Funding Conservation through Hunting
Every black rhino that inhabits Namibia is a property of the state. This allows the government to tag every one of these animals with an ear notch. Through this tracking system officials can determine many things about the health of the population, including age and reproductive status.
But nowadays there aren’t a whole lot of black rhinos to monitor.
There is currently an estimated 5,000 in Africa—Namibia has a total of 1,750 South Western black rhinos—which is down from 65,000 individuals in 1970, according to savetherhino.org. Given those figures, the word “endangered” seems right on the money.
As with most African animals in crisis, large-scale poaching is to blame for the sharp decline, as black rhino horns can be sold on the international black market for anywhere from $50,000 to $300,000.
As a part of an aggressive plan to further the species, the Namibia Ministry of Environment and Tourism (MET) is funding community conservation programs, anti-poaching campaigns, translocations and wildlife-based tourism development. They also frequently move rhinos from problem regions to communal conservancies or national parks so there can be ongoing study and management.
MET views hunting as a critical part of their plan after the Convention on International Trade in Endangered Species ruled in 2004 that the country could sell up to five permits for black rhino hunts each year.
This year, for the first time ever, officials decided to let the Dallas Safari Club auction off one of the permits to raise money for rhino conservation. The Club had backing from the International Union for the Conservation of Nature (IUCN) to go forward with the auction with the express purpose of culling a “rogue” male from a herd in the Mangetti National Park. The bull targeted would be of advanced age, no longer capable of breeding and probably known to have killed or injured others in his group.

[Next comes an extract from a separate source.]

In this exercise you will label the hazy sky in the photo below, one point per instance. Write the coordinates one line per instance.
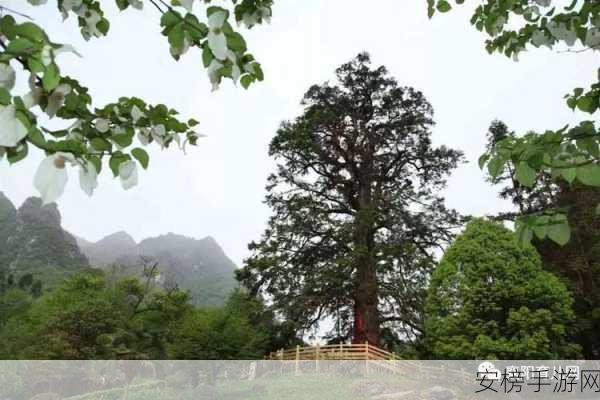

The elimination of bulls of this caliber has been proven to “stimulate population growth in some areas,” according to the U.S. Fish and Wildlife Service.
In 2012, the IUCN released an 11-page document entitled “Guiding Principles on Trophy Hunting as a Tool for Creating Conservation Incentives,” that details the benefits of such hunts.
“The IUCN supports the philosophy and practice that on state, communal and privately-owned land in southern Africa the sustainable and well-managed consumptive use of wildlife makes a contribution to biodiversity conservation,” the document states. “And further accepts that well-managed recreational hunting has a role in the managed sustainable consumptive use of wildlife populations.”
So on Jan. 11, the scheduled auction took place, but it didn’t go down as all parties expected.
“There has been a wide range of reaction,” Executive Director of the Dallas Safari Club Ben Carter told the Washington Post. “There’s a lot of people out there, frankly, that are totally without any knowledge of how wildlife and conservation works. We’ve gotten e-mails, phone calls. One e-mail said, ‘If you auction off a permit to kill a rhino, we are going to kill you and your family.’”
One can imagine that such a reaction would cause many big-time bidders to be a bit skittish. Enter Knowlton, his anonymous sponsor and $350,000. They were able to secure the hunt with little opposition.
Knowlton admittedly wanted the experience, while also keeping a keen eye on the elements of this complicated equation.
“I want to be intimately involved with a black rhino. If I go over there and shoot it or not shoot it, it’s beyond the point,” he told WFAA news in Texas.
As with other similar endeavors, the bottom line is that hunting creates value, value leads to conservation, and conservation leads to the propagation of wild game populations.
It is the Namibian government’s vision that by 2030 all subspecies of the rhino are “re-established in viable, healthy breeding populations throughout its former range, and is sustainably utilized.”
The overall goal, they say, is to collectively manage the black rhinos of Namibia as a metapopulation, increasing it by at least five percent each year.
Now they’ve got a little extra capital to help them achieve those goals—$350,000 to be exact.